Over the Horizon

By overthehorizon

Life of the market

Welcome to the colorful heady sights and sounds of Mercado 9th de Octubre. We're quickly finding that ten people go through a ton of food and some major grocery shopping is in order. I love introducing people to new places and cultures and watching them observe, process, and have fun with it. The role of the host, the guide, the teacher suits me well. For most of these guys the stimulation of the market compounded by the processing of new country, culture, language, life is probably something akin to sensory overload. Oh, how I love that feeling! Only there are we able to see so clearly. Open, unattached, no room for bias thought caught only in the action and moment. Free.

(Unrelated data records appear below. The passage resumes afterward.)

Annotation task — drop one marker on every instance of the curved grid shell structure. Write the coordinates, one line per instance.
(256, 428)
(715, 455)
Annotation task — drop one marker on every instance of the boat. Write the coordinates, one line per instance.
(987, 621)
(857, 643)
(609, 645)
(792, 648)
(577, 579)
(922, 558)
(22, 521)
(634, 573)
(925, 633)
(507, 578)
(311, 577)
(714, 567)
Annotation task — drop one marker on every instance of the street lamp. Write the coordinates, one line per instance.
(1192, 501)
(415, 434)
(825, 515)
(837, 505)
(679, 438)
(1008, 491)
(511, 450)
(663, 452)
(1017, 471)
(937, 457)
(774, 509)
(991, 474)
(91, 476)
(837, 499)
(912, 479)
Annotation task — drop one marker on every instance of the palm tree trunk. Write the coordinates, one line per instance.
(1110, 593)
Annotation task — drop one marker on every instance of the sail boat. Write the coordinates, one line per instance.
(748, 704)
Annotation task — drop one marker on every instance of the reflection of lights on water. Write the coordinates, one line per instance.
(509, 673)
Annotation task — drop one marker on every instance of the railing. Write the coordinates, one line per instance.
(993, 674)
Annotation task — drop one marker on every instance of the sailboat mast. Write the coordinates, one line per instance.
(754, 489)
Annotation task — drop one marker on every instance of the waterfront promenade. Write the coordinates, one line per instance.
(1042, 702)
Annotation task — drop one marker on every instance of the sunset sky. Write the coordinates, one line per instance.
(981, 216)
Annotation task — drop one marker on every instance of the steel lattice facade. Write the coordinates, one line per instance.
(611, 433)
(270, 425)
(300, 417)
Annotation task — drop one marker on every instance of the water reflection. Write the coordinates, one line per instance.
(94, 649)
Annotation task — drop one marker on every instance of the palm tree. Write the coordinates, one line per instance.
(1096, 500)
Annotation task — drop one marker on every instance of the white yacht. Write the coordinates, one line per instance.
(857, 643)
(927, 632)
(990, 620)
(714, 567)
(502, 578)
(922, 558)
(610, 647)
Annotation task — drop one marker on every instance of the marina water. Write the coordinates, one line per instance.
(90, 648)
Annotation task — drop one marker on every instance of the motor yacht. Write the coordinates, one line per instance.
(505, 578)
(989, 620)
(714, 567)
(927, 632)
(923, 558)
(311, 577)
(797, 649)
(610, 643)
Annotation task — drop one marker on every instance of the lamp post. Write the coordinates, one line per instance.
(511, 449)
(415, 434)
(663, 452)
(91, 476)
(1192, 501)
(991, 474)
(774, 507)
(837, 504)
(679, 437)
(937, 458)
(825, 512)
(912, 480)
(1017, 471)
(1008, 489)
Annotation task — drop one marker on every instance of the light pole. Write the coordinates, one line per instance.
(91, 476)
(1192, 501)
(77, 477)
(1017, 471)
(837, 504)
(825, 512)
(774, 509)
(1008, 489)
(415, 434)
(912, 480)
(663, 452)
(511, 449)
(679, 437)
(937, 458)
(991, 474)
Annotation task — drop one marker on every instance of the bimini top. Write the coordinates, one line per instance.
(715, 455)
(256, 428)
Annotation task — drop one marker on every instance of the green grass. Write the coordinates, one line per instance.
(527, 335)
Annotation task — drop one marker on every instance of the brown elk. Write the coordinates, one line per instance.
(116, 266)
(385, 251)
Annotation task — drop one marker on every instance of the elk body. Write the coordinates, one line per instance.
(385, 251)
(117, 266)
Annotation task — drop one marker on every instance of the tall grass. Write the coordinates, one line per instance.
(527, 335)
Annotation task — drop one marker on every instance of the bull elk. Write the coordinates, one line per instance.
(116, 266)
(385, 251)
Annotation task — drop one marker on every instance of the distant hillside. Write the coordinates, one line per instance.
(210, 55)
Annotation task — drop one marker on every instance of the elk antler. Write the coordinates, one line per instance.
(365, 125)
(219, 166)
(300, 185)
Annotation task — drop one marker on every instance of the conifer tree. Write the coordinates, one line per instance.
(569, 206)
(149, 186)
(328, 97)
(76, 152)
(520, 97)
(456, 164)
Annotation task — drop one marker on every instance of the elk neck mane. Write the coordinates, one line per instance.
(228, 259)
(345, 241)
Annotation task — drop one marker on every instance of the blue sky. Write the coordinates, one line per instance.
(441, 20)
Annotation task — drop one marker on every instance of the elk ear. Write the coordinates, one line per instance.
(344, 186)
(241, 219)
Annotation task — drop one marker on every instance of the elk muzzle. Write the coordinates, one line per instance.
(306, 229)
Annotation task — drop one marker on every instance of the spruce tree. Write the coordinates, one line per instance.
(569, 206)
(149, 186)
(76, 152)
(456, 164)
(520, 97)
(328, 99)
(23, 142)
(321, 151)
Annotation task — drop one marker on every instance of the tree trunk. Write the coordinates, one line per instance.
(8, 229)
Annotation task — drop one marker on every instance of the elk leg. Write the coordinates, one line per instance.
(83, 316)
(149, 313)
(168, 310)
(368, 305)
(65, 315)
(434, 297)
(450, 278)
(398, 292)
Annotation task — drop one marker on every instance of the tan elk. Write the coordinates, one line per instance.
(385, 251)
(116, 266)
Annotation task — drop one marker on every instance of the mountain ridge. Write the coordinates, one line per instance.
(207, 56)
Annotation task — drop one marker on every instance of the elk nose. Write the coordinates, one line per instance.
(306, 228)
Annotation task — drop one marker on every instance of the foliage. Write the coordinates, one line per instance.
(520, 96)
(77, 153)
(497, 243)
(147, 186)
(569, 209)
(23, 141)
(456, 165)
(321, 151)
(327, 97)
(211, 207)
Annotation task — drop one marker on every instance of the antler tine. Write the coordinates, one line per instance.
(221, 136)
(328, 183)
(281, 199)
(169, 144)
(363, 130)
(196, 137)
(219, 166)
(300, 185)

A blur of people. Small children running up and down the aisles. Wizened squat old woman sitting behind heaping fruit stands cajoling as you pass. Pina, aguacate, mora, mango....cinco por un dolar! Vision blurred in color and motion. Navigating the aisles of color like a bee in wide angle hexagonal double vision. Tasting the savory taste of slow cooked pork shaved right off a whole hog roasting on the aisle. Chancho de sevo, yapingachos, and puffed up choclo corn garnished with onions and cilantro. The crispy bubbled up skin is the best part. All washed down with a homemade coco batido shake sweet as nectar. Taste bud overload. The smells of sweet ripe and rotting fruit, slow cooked meat, and the faint smell of diesel exhaust lingering from the street combines into a strong aroma. Orafactory overload. And finally, the haggled murmuring, rebounding echoes of bustle and shuffle, and the shouts and squeles of children prick your ears distractedly. And the blur goes round you as you wander on giddy to the next eye candy of fruits.

It's the same as I left it last time. A riot of the senses.